10.1002/adfm.202526674

Abstract:
In this study, an ultrathin catalytic layer of nickel–iron (NiFe) nanoclusters is deposited onto an electrodeposited bismuth vanadate (BiVO4) photoanode via pulsed laser ablation. The nanoclusters are synthesized from bimetallic NixFe1-x (x = 0.25, 0.5, 0.75) alloy targets, resulting in cluster loadings between 0.55 and 1.74 µg cm−2, equivalent to 3–9 atomic monolayers. By varying the atomic Ni:Fe ratio (25:75, 50:50, and 75:25), both photoelectrochemical (PEC) activity and stability are optimized while minimizing total catalyst loading on pristine BiVO4. The BiVO4 photoanode with 6 atomic monolayer equivalents of Ni0.75Fe0.25 (1.16 µg cm−2) delivers a photocurrent density of 3.1 mA cm−2 at 1.23 V versus RHE, a 2.05-fold improvement over pristine BiVO4 (1.51 mA cm−2), along with a sixfold increase in applied bias photon-to-current efficiency (ABPE) reaching 1%. To assess robustness, both pristine and 6-Ni0.75Fe0.25BiVO4 are evaluated under variable electrolyte temperature (∼6°C–≥60°C) and concentrated illumination (1–6 suns).

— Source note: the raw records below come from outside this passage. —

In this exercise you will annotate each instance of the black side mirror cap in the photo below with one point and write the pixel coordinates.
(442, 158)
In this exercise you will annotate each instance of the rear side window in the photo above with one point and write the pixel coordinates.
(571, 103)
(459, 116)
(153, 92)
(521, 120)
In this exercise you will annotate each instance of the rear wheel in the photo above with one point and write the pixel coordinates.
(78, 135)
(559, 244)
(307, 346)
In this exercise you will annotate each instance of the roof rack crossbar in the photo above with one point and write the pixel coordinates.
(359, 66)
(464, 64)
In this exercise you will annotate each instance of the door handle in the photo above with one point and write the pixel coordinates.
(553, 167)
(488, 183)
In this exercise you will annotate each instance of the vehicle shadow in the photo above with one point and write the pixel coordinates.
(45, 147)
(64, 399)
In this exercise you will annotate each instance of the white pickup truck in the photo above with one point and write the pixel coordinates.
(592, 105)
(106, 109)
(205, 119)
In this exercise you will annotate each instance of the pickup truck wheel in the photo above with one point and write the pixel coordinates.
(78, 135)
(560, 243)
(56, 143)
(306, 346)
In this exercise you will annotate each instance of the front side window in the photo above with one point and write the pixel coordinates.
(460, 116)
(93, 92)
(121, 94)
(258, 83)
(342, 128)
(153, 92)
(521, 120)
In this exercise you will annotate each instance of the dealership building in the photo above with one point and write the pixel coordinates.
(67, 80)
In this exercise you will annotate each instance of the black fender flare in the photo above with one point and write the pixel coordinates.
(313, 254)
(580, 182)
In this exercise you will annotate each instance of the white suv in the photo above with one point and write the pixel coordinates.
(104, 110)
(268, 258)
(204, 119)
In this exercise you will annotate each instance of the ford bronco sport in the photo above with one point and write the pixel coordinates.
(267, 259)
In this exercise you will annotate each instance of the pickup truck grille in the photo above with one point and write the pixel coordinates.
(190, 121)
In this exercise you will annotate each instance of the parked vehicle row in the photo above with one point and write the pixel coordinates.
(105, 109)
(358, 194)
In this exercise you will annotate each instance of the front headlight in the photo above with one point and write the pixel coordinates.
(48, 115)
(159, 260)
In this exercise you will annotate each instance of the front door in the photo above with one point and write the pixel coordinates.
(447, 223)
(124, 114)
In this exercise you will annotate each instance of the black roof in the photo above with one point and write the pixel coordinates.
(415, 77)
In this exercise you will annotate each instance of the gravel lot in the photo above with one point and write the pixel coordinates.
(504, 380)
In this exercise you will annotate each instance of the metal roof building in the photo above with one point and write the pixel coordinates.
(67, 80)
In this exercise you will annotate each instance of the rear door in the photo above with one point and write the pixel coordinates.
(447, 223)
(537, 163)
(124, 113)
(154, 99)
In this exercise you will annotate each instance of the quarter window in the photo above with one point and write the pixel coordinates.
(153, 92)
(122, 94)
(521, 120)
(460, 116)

Under all tested conditions, the Ni0.75Fe0.25BiVO4 exhibits improved PEC performance and operational stability. These findings highlight the effectiveness of ultrathin (<1.7 µg cm−2) NiFe nanoclusters in significantly enhancing PEC performance and operational stability of BiVO4 photoanodes across a range of challenging operational conditions.